Doel: Verklaren van het principe van kraken en reformeren
en uitleggen waarom men dit doet
|
De petrochemie
heeft een zeer grote behoefte aan reactieve koolstofverbindingen. Die
zijn erg interessant voor de bereiding van allerhande verbindingen zoals
polymeren, synthetische rubbers, wasmiddelen, landbouwprodukten, oplosmiddelen,...
en voor een goede kwaliteit van brandstoffen.
Ze hebben
echter het nadeel dat ze in slechts geringe mate voorkomen in de gewonnen
petroleum en daarenboven moeilijk isoleerbaar zijn. Men heeft daarom gezocht
naar methoden om minder geschikte aardolieverbindingen om te zetten in
meer bruikbare.
Door verhitting van alkanen in afwezigheid van lucht kunnen de C-C-bindingen
breken, waardoor kleinere fragmenten ontstaan. De moleculen worden als
het ware in stukken gekraakt. Dit proces wordt aangewend om de minder
reactieve componenten uit aardolie om te vormen in reactievere produkten.
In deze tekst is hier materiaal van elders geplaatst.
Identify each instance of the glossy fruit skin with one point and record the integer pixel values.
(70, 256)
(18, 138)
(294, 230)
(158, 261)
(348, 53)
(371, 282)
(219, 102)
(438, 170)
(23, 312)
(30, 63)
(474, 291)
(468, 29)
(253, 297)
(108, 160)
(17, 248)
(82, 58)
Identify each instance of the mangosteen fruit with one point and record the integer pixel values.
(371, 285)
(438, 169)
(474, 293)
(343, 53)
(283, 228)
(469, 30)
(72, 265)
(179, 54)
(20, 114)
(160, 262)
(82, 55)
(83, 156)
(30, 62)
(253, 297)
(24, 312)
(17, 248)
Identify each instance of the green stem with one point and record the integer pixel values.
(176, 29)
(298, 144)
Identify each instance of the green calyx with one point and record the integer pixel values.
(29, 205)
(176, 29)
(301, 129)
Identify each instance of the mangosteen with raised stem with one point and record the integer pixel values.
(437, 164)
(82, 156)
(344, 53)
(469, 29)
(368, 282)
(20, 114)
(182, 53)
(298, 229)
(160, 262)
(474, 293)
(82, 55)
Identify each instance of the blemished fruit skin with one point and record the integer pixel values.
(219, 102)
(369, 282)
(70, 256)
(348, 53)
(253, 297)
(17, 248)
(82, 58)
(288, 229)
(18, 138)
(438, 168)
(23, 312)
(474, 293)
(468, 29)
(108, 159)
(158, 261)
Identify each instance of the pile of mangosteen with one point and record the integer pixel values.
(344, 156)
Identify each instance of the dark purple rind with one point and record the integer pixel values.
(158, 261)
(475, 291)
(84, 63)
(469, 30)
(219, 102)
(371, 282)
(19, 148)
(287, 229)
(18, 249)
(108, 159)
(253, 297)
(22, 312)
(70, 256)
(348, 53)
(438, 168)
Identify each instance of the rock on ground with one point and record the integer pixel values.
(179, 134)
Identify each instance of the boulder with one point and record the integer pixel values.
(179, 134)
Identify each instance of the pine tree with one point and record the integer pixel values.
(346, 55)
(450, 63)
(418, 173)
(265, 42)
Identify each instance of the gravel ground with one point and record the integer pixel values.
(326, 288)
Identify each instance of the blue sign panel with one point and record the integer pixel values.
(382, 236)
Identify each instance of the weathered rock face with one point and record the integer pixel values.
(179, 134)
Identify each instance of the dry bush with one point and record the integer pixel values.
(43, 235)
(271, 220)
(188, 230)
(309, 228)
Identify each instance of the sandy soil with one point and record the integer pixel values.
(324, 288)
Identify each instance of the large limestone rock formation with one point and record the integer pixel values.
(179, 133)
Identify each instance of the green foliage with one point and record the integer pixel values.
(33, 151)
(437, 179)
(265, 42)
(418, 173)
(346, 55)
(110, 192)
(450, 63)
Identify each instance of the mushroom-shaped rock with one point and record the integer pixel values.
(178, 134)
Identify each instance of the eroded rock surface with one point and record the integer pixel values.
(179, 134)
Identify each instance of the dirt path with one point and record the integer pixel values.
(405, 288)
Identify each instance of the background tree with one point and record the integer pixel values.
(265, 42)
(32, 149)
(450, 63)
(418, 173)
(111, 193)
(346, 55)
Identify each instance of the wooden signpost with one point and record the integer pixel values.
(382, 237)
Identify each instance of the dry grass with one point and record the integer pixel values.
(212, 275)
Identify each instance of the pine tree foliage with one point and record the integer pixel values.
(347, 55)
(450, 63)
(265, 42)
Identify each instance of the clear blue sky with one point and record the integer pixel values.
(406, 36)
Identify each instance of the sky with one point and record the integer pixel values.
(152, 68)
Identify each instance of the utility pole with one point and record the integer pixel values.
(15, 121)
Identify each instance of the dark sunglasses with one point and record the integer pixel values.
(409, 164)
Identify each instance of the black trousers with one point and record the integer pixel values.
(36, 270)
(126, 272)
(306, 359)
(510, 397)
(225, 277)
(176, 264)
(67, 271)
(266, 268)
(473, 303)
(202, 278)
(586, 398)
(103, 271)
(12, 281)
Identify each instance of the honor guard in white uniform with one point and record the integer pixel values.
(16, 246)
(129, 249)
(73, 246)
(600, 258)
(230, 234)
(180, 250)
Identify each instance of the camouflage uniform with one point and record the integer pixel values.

Indien de molecule van vorm verandert (b.v. een lineaire molecule wordt
een vertakte of cyclische molecule), spreekt men van reformeren.
Het is echter
niet altijd gemakkelijk om een duidelijk onderscheid te maken tussen kraken
en reformeren en beide processen vinden dan ook meestal gelijktijdig plaats.
Stoomkraken
(STEAM CRACKING)
De naftafractie
wordt opgewarmd tot om en bij de kraaktemperatuur. Vervolgens wordt het
mengsel verhit tot boven 700 °C en gelijktijdig wordt stoom ingeblazen,
waardoor de druk in de reactor daalt en de koolstofafzetting verhinderd
wordt door de omzetting in koolstofmonoxide en waterstofgas. Nadien wordt
het geheel heel snel afgekoeld. Dit proces levert:
waterstofgas (1%), methaan (20%), etheen (24%), propeen (20%), buteen
(6%), butadieen (4%) en benzines (25%).
|
|
Reformeren
(CATALYTIC REFORMING)
In de aanwezigheid
van Pt/Re-katalysatoren wordt aan continue reforming gedaan. Om de werking
van de katalysatoren te verzekeren, moet de te reformeren nafta zwavelvrij
zijn. De omstandigheden zijn gemiddeld als volgt: een druk van 40 bar
en een temperatuur van ongeveer 500 °C. De ingestelde druk en de hoeveelheid
waterstofgas maken een sturing van de aromatische versus de alifatische
fractie mogelijk. Ook hier mag men niet uit het oog verliezen dat al de
processen evenwichtsprocessen zijn. Men kan door het sturen van bepaalde
procesparameters het evenwicht in de gewenste richting dirigeren. De snelheid
waarmee bepaalde processen verlopen, speelt natuurlijk ook een rol. Deze
kinetische factoren bepalen ook voor een groot deel welke de uiteindelijke
samenstelling van het reactiemengsel zal zijn.
De verschillende
deelreacties die tijdens zo’n reformering plaatsvinden zijn het
cyclisatie-, het isomerisatie- en het dehydrogenatieproces. De vorming
van cycloparaffinen is de traagste stap. Eens deze verbindingen gevormd
zijn gaat de dehydrogenatie met vorming van benzeen, tolueen of xylenen
heel snel. De cyclisatie gaat ongeveer even snel als de kraking in kleinere
stukken. Heptaan wordt bijvoorbeeld traag omgevormd in hoofdzakelijk methylcyclohexaan,
butaan en propaan, waarbij methylcyclohexaan snel aromatiseert tot tolueen.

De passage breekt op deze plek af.